Un temps suspects dans l'enquête sur l'assassinat du préfet Erignac, en 1998, deux nationalistes corses ont déposé plainte cette semaine en visant l'ancien patron de la police antiterroriste Roger Marion, qu'ils accusent d'avoir fabriqué de fausses preuves, a-t-on appris vendredi de leur avocat.
En creux, la plainte contre X pour faux en écriture publique et dénonciation calomnieuse déposée à Paris vise aussi l'enquête sur la "piste agricole", suivie au début de la traque des assassins du préfet. Les soupçons des enquêteurs dans les milieux du syndicalisme nationaliste agricole corse avaient conduit à de nombreuses mises en examen et incarcérations.
Après l'arrestation en 1999 du commando, objet d'une procédure distincte ayant abouti à plusieurs condamnations, l'information judiciaire initiale est restée ouverte et n'a été clôturée qu'en mars 2014.

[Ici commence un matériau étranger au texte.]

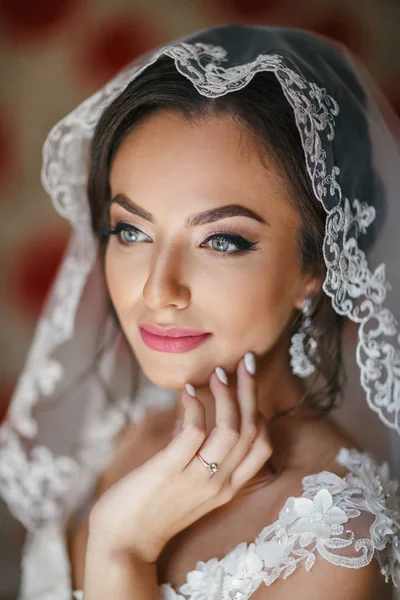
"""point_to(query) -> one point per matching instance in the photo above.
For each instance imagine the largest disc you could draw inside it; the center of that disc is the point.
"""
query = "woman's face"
(168, 274)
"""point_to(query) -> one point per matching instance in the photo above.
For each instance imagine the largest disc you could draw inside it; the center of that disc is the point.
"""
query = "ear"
(310, 285)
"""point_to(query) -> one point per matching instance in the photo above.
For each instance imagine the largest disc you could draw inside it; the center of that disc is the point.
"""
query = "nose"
(165, 284)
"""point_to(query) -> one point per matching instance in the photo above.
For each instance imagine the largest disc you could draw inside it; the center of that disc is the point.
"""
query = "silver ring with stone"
(212, 467)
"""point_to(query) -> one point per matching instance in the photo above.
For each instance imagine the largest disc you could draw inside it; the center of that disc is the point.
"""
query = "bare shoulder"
(316, 444)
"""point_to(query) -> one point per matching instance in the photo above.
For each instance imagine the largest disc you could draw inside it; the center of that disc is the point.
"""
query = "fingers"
(258, 454)
(250, 417)
(239, 443)
(180, 450)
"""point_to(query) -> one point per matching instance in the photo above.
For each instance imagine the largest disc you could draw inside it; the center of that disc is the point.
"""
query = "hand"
(173, 489)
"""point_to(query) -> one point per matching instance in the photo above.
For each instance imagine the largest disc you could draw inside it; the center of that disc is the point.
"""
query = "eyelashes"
(129, 235)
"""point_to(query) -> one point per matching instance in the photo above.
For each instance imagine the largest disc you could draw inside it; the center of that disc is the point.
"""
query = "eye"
(127, 234)
(225, 241)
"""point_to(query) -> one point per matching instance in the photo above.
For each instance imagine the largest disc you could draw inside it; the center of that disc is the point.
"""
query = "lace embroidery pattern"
(355, 290)
(318, 522)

Selon une source judiciaire, il appartient maintenant au parquet de Paris de prendre ses réquisitions, avant une décision des juges d'instruction dans ce dossier où 32 personnes sont restées mises en examen, dont quatre sont décédées.

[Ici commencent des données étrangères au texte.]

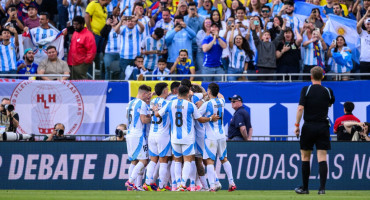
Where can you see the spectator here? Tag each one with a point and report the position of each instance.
(33, 20)
(153, 47)
(241, 54)
(288, 53)
(206, 31)
(13, 19)
(240, 128)
(314, 47)
(183, 65)
(339, 128)
(82, 50)
(114, 43)
(266, 51)
(53, 65)
(365, 44)
(27, 66)
(130, 42)
(179, 38)
(95, 18)
(342, 57)
(205, 7)
(161, 69)
(212, 47)
(138, 68)
(8, 55)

"On a l'impression un peu désagréable d'un dossier pénal ouvert et permanent qui sert à alimenter au fil des besoins les enquêtes à venir", avait estimé en novembre 2007 Dominique Coujard, le président de la cour d'assises qui jugeait Yvan Colonna. Ce dernier a été condamné à la perpétuité pour l'assassinat du préfet.
Roger Marion a déjà réfuté ces accusations par le passé
Dans leur plainte, Dominique-Mathieu Filidori, un nationaliste de la première heure, et Gérard Serpentini, tous deux mis en examen en 1998, soulèvent des accusations déjà portées contre Roger Marion, alors patron de la Division nationale antiterroriste (DNAT).Lors du troisième procès contre Yvan Colonna, en 2011, un témoin avait affirmé à la barre que Roger Marion et un responsable des renseignements généraux l'avaient obligé à déposer sur le domaine agricole de Dominique-Mathieu Filidori des explosifs finalement retrouvés lors d'une perquisition en septembre 1998.
Ces accusations, également apparues dans un livre en 2006 ("Place Beauvau La face cachée de la police") avaient été réfutées par Roger Marion, selon qui une enquête de l'Inspection générale de la police nationale (IGPN) avait été classée sans suite.
La qualification de faux en écriture publique vise un procès-verbal et un rapport dressés à l'époque par le chef de la DNAT. Selon l'avocat des plaignants, Me Emmanuel Mercinier-Pantalacci, si les faits remontent à seize ans, le délai de prescription est interrompu notamment par l'ouverture de l'enquête de l'IGPN en 2006.